Here’s how: A foundation can help a grantee attract debt financing from new or more risk-averse investors by making a grant that acts as a financial guarantee against losses, effectively limiting risk for subsequent investors. By structuring the grant with matching incentives and “triggers” to unlock higher levels of funding, foundations can draw in private capital even more quickly than through an impact investment, because they don’t require a financial return.
But grantmakers can be slow to consider this kind of funding. Sometimes they’re simply too risk-averse, or program officers may not have confidence in their ability to evaluate business terms. But all foundations are investors, and their investment teams can work with program officers to determine whether an impact investment, or a grant that acts like one, is an effective approach to meeting their goals. Alternatively, an outside consultant can provide the necessary expertise and due diligence.
The Atlantic Philanthropies recently joined with Arabella Advisors to tackle just this challenge. As a limited-life foundation about to conclude its grantmaking in 2016, Atlantic has been identifying opportunities for culminating “big bet” grants that will capitalize on its experience, scale, and higher tolerance for risk to drive transformative change in fields where it has historically worked. Many of these big bets are designed to engage other funding and management partners, and thus enhance grantees’ long-term sustainability.
Promoting equitable access to quality health care has long been among Atlantic’s global objectives. It helped support advocacy for new requirements under the Affordable Care Act that are transforming the US health care marketplace to improve health care quality and contain costs. But while for-profit and well-capitalized nonprofit health systems and plans can tap deep balance sheets or traditional capital markets to make needed changes, smaller, community-based health care organizations are struggling to make the necessary investments in technology, staffing, and facilities to remain competitive.
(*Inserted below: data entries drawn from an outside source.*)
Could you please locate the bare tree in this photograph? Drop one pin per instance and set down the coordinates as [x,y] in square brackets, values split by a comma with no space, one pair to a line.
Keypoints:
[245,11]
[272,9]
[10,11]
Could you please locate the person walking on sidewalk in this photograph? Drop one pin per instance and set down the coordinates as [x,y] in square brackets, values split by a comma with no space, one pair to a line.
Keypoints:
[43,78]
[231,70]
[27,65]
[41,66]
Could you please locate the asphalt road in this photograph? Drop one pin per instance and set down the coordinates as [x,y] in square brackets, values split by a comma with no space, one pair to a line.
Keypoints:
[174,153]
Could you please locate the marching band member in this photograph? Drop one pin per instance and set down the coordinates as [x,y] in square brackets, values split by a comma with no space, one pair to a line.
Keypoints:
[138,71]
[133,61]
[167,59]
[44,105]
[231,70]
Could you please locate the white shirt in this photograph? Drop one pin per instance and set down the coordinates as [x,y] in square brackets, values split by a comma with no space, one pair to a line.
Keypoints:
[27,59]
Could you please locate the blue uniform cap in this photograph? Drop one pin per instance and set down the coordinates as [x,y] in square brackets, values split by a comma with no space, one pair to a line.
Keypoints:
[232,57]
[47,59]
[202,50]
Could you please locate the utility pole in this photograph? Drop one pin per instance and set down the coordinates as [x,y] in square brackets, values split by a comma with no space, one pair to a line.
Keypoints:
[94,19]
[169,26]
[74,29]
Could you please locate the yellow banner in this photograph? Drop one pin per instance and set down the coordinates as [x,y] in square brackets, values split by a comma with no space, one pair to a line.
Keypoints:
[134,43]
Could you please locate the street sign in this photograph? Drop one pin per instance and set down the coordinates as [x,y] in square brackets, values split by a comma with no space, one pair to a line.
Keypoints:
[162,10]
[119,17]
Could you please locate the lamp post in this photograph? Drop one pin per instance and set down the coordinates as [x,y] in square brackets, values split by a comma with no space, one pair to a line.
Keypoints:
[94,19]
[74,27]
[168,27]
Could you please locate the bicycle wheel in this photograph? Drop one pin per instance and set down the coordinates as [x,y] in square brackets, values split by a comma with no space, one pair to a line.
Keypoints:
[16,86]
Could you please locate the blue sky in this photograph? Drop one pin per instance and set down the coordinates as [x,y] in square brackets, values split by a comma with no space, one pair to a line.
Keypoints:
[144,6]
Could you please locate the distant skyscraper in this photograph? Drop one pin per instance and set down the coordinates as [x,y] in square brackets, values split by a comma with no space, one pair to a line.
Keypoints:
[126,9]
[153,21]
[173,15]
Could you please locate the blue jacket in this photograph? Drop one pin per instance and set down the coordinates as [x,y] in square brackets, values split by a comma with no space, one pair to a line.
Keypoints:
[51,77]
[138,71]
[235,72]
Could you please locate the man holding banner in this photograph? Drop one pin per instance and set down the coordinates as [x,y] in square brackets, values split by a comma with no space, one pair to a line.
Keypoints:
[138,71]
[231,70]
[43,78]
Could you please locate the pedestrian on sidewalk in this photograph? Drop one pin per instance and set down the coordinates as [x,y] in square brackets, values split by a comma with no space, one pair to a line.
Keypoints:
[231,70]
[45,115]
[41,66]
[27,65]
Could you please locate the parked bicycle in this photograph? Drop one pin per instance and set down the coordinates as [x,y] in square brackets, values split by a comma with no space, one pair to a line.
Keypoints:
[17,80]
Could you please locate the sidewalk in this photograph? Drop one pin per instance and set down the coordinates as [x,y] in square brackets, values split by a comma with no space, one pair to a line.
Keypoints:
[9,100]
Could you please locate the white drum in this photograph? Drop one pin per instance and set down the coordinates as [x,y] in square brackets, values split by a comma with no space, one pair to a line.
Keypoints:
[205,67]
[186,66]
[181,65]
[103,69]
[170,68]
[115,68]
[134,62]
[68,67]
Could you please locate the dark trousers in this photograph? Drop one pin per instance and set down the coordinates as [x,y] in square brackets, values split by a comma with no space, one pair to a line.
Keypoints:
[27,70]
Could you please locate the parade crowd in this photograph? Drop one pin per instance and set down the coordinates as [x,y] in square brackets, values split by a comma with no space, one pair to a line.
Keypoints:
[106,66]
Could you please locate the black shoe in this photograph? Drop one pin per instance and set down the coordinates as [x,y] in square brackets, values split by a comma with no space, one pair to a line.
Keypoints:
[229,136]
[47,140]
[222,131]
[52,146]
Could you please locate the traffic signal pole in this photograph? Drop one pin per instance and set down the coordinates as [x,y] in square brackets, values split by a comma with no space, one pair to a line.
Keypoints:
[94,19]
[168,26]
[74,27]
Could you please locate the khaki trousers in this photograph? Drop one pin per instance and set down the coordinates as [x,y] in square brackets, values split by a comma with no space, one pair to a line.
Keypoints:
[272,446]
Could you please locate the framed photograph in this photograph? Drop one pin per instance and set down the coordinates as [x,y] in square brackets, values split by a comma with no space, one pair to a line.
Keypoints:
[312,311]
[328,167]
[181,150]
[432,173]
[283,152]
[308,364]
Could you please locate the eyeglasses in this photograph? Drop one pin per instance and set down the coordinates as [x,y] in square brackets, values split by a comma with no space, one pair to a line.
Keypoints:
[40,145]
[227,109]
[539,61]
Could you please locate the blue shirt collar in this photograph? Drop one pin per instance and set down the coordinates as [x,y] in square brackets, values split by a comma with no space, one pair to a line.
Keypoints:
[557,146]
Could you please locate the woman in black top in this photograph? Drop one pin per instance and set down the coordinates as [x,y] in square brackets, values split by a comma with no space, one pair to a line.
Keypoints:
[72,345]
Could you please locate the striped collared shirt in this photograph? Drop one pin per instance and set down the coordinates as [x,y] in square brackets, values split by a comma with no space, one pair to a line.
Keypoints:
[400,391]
Safety-net providers and plans that serve low-income and other vulnerable communities are themselves underserved by commercial banks and other sources of traditional capital. Because they are often unable to access the funding they need to transform their operations, these organizations are increasingly closing their doors or being acquired by larger commercial plans, threatening their original mission as they integrate their new parent companies’ strategy, systems, and cost structure.
Atlantic saw an opportunity to address this crucial market gap by making a grant to Vital Health Care Capital (V-Cap), a community development financial institution. V-Cap provides financing and development services to nonprofit, mission-driven health care plans and providers that deliver critical services and create good health care jobs within disadvantaged and vulnerable communities. The project was right; the next step was to determine how Atlantic’s funds could help.
Arabella provided Atlantic with due diligence on V-Cap’s business structure, operations, and plans for growth, and determined that providing a combination of “first-loss” capital—credit from a grantmaker who will take the first losses on an investment to encourage risk-adverse co-investors—and operational support would be the most effective use of grant funds. First-loss capital allows a grantee to speed up the process of raising capital from investors, but is usually the most challenging capital for organizations to raise, typically taking many years. With the Atlantic grant, V-Cap aims to attract other investment capital quickly, develop its foundational structure and scale its financing sustainably over the next decade, well after Atlantic completes its grant making.
Atlantic’s support of V-Cap is more than just a grant; it also functions as an impact investment. Its $12.5 million grant commitment to this new organization has already leveraged $22.5 million in new funding from private investors and other foundations in less than a year after the grant was awarded. In supporting mission-driven financial infrastructure for developing access to health care and good health care jobs, this grant creates a renewable resource in vulnerable communities that will sustain and scale impact over time.
This is just one example of how funders are successfully using creative grant structures to leverage investments and support market development. Another example is the AARP Foundation, which made a significant grant as well as a debt investment to launch AgeStrong, the country’s first impact investing fund targeting organizations and innovations that support Americans aged 50-plus. AARP’s grant investment allowed Capital Impact Partners and the Calvert Foundation, the fund’s intermediaries, to attract investors spanning financial institutions, foundations, and even individuals, thanks to grant funding that helped to reduce the financial risk to investors.
Impact investing doesn’t always require new tools, but rather new ways of thinking about the ones we already have. With a little creativity—and the ability to tap in-house or outside financial expertise—funders big and small can invest for impact, and fill needs and gaps that are beyond the reach of traditional program funding. And that’s a good deal for everyone.